In May, Japan's wholesale inflation rate rose at the fastest annual growth rate in nine months, data showed, as the yen's depreciation increased the cost of importing raw materials, putting upward pressure on prices.
This data complicates the Bank of Japan's decision on when to raise interest rates. Analysts say price increases driven by cost pressures could curb consumption and reduce the chances of achieving demand-driven inflation, which the central bank hopes to see before gradually scaling back stimulus measures.
"With wholesale prices accelerating again and energy prices expected to rise sharply in the summer, consumer inflation may not slow down significantly," said Takeshi Minami, chief economist at Norinchukin Research Institute. "The government’s subsidies for utility bills will end in June."
"But the Bank of Japan needs to wait for wages to rise and help consumption recover" before raising rates again, he added.
The Bank of Japan data showed that the Corporate Goods Price Index (CGPI)—a gauge of prices for goods and services traded between firms—rose 2.4% year-on-year in May, exceeding market expectations of 2.0%.

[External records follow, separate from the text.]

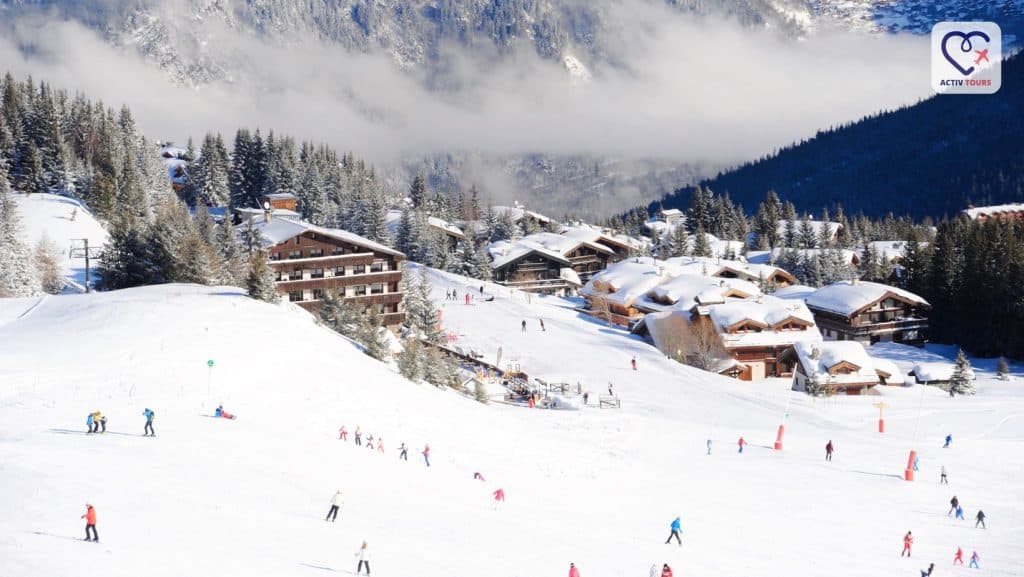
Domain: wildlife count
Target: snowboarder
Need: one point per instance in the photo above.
(907, 543)
(676, 528)
(364, 555)
(336, 501)
(90, 523)
(147, 429)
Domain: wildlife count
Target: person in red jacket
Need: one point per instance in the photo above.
(90, 523)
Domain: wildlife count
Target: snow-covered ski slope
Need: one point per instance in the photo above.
(595, 487)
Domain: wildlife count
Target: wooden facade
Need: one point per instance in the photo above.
(311, 262)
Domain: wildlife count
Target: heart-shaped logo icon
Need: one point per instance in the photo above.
(965, 47)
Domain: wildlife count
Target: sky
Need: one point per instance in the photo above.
(706, 91)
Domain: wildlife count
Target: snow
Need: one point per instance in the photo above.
(847, 297)
(52, 214)
(594, 487)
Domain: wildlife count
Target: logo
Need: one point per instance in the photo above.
(967, 57)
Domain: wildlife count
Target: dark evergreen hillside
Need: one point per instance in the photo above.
(931, 159)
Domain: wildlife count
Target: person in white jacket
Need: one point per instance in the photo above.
(336, 501)
(364, 555)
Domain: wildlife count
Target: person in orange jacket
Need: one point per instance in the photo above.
(90, 523)
(907, 543)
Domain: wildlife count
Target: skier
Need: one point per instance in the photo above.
(364, 557)
(148, 423)
(676, 528)
(907, 543)
(336, 502)
(90, 523)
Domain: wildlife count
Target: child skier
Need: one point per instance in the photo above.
(676, 528)
(364, 555)
(147, 429)
(90, 523)
(336, 501)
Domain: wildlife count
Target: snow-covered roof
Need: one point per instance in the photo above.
(832, 353)
(993, 210)
(846, 297)
(281, 230)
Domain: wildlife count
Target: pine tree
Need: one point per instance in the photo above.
(260, 282)
(962, 381)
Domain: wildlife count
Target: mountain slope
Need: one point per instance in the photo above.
(931, 159)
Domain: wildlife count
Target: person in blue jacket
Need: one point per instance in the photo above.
(676, 528)
(148, 422)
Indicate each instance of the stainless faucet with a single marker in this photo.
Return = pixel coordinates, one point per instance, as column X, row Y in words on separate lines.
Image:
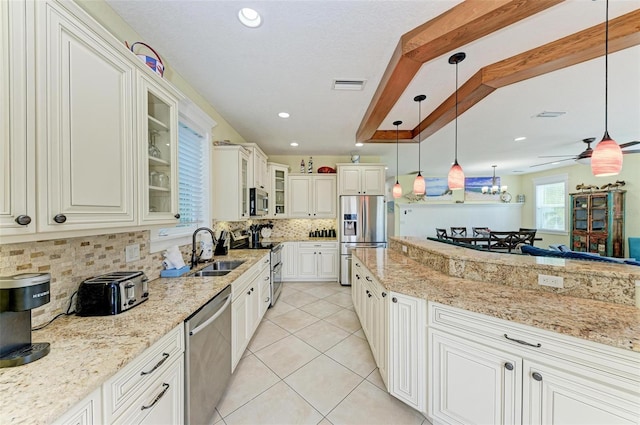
column 195, row 258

This increase, the fourth consecutive month of acceleration since April's 1.1%, was mainly due to rising prices for utilities, petroleum and chemical products, and non-ferrous metals, the data showed.
The index reflecting prices of imported goods in yen terms rose 6.9% year-on-year in May, accelerating from April's 6.6%, indicating that the recent depreciation of the yen has driven up costs for importing raw materials.
This data is likely to be scrutinized by the Bank of Japan at its two-day policy meeting ending on Friday. The central bank is expected to keep its short-term interest rate target between 0% and 0.1% unchanged.